Inskripsi Rogoselo : Jejak Awal Pengaruh Islam di Pekalongan

                                                                    Oleh

                                        Agustijanto Indradjaja (Puslitarkenas)

                                        Veronique Degroot (EFEO)

Kembali ke Situs Rogoselo ( untuk yang pingin tahu situs Rogoselo, lihat lagi artikel tentang "Uniknya Dwarapala dari Rogoselo Pekalongan  (2017)") 

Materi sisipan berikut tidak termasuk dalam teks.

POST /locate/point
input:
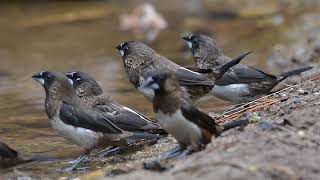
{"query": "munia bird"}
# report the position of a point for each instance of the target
(240, 83)
(91, 94)
(140, 61)
(77, 122)
(178, 116)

Fragmen Inskripsi Rogoselo di Museum Nasional

Di dalam laporan N.J.Krom tentang situs Rogoselo disebutkan bahwa di samping tinggalan masa Hindu-Buddha  juga ditemukan tiga kubur.  Pada kubur yang paling atas adalah kubur “Kjai Matas Angin” (4.9 x 3 m).  Kubur ini ditandai oleh dua batu tegak yang rata sebagai nisannya.  Sekitar 500 meter dari kubur pertama terdapat kubur “Panggerang Dipan” atau “Gara Manik”, yang kuburnya ditata dengan batu kali.  Sekitar 50 meter dari kubur kedua dikenali oleh masyarakat sebagai “Pangerang Sling Singan.  Satu inskripsi modern terbuat dari batu berhuruf Jawa pertengahan juga ditemukan di tempat ini.  Inskripsi tersebut kini berada di Museum Nasional di Jakarta (nomer inventaris D.24). Inskripsi ini dipertanggalkan sekitar 1571 saka (1659 M).  Upaya melacak keberadaan inskripsi ini  seutuhnya di Museum Nasional sudah pernah diupayakan, Namun belum berhasil.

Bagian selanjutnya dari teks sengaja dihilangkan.